The Open Model Battle Is Becoming an Operations Battle

The larger question around Command A+ is how open models now compete.

For a long time, open model coverage focused on how close a model came to closed frontier systems. That still matters. But enterprise adoption brings different questions to the front. Is the serving stack stable? Does vLLM handle tool-call parsing well enough? How are updates rolled out? How are evaluations automated? Does latency hold up under real concurrency? How are data permissions and audit logs preserved?

Command A+ does not answer all of those questions. It makes them more concrete.

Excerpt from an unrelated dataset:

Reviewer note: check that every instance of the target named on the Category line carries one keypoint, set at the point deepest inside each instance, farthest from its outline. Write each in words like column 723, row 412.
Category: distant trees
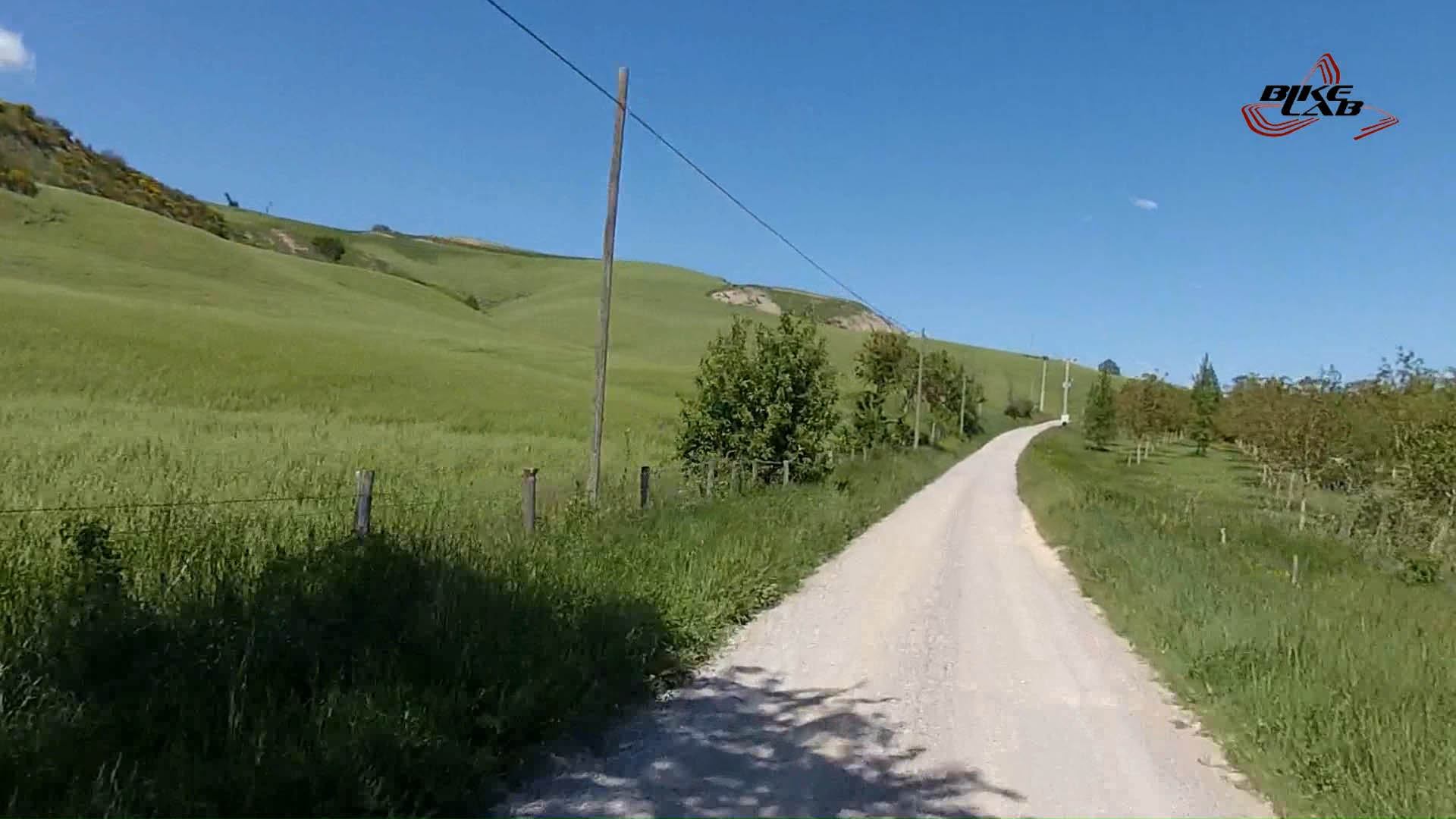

W4A4 lowers the hardware requirement, but quantization can change failure patterns in long reasoning and tool-heavy workloads. The model card notes that reasoning models can suffer greater degradation at lower-bit quantization, and that Cohere uses selective quantization and distillation to reduce the loss. That is a reasonable approach. It is not a substitute for workload-specific evaluation.

The same applies to the two-H100 claim. Running a model and serving a production agent are different tasks. A single slow test request is not the same as dozens of analysts processing long documents concurrently. If users often generate long outputs near the 64K limit, latency and cost rise again. If agents repeatedly call tools, external system latency may dominate GPU time.

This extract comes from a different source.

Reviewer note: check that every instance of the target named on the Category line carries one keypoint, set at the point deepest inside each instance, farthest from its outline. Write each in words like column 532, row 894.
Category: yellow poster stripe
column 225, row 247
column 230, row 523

The headline number is useful because it makes the discussion real. It is not the final answer.

Who Should Care Most?

Regulated-industry AI platform teams should pay attention first. Financial services, healthcare, public sector, manufacturing, and defense organizations often care deeply about data location and access boundaries. An Apache 2.0 model that can be evaluated inside controlled infrastructure expands the pilot space.

Companies with large multilingual document workloads should also look closely. The 48-language support and Korean token efficiency claim deserve verification. If non-English documents are driving up costs or latency, tokenizer behavior and retrieval quality should be evaluated together.

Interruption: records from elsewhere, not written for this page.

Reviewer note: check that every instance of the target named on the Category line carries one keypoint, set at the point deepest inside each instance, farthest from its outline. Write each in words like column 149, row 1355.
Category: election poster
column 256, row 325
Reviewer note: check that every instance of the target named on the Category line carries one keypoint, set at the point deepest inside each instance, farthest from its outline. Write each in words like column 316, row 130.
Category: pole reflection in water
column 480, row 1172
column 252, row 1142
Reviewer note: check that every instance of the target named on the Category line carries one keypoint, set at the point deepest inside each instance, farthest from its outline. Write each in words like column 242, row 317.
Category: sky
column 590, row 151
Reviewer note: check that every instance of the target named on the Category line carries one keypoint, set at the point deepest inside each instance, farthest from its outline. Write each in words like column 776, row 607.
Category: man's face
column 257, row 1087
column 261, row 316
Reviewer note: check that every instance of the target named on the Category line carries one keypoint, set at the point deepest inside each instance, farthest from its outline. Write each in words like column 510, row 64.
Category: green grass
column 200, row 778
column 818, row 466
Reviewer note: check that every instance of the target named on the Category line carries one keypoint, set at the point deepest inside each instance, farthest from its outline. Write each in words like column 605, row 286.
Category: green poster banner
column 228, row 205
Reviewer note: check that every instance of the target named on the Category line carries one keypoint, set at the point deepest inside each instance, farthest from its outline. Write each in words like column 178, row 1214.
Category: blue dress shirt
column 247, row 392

Agent product builders get another practical option. Tool use, citations, long context, image input, and open weights in one model can change product architecture. But the product does not become reliable the moment the model is attached. Permissions, UI, observability, retries, human-in-the-loop review, and rollback paths still determine whether the agent is useful.

Organizations already paying for GPU capacity may have the clearest immediate reason to test it. If internal GPUs are underutilized, if inference workload is predictable, or if API costs are rising quickly, Command A+ belongs on the comparison sheet. Smaller teams without GPU operations experience may still be better served by managed APIs.

Conclusion

Command A+ is not just another "Cohere released a model" story. It is a case study in what open models need to look like in the agent era.

They need a usable license. They need inference economics that can be discussed in GPU units. They need tool use and citation support. They need long enough context for real work, not just chat. They need multilingual document handling. And they need a serving story that makes private deployment plausible.

There are still open questions. Are two H100s a low enough barrier? Will the North evaluation gains hold in customer workloads? Is 128K context enough for complex enterprise agents? What failure patterns does W4A4 introduce in long reasoning and tool calls? Does Korean document quality improve as much as tokenizer efficiency suggests?

The strongest message in this release is that open model competition is no longer only about being small and free. Enterprise agents force the model weight, license, GPU footprint, serving stack, permissions, citations, and audit trail into the same calculation. Command A+'s most important number might be 218B, 25B, or 2x H100. Taken together, they point to the same conclusion: the next phase of agent model competition will be fought on operating budgets and security review sheets as much as on benchmarks.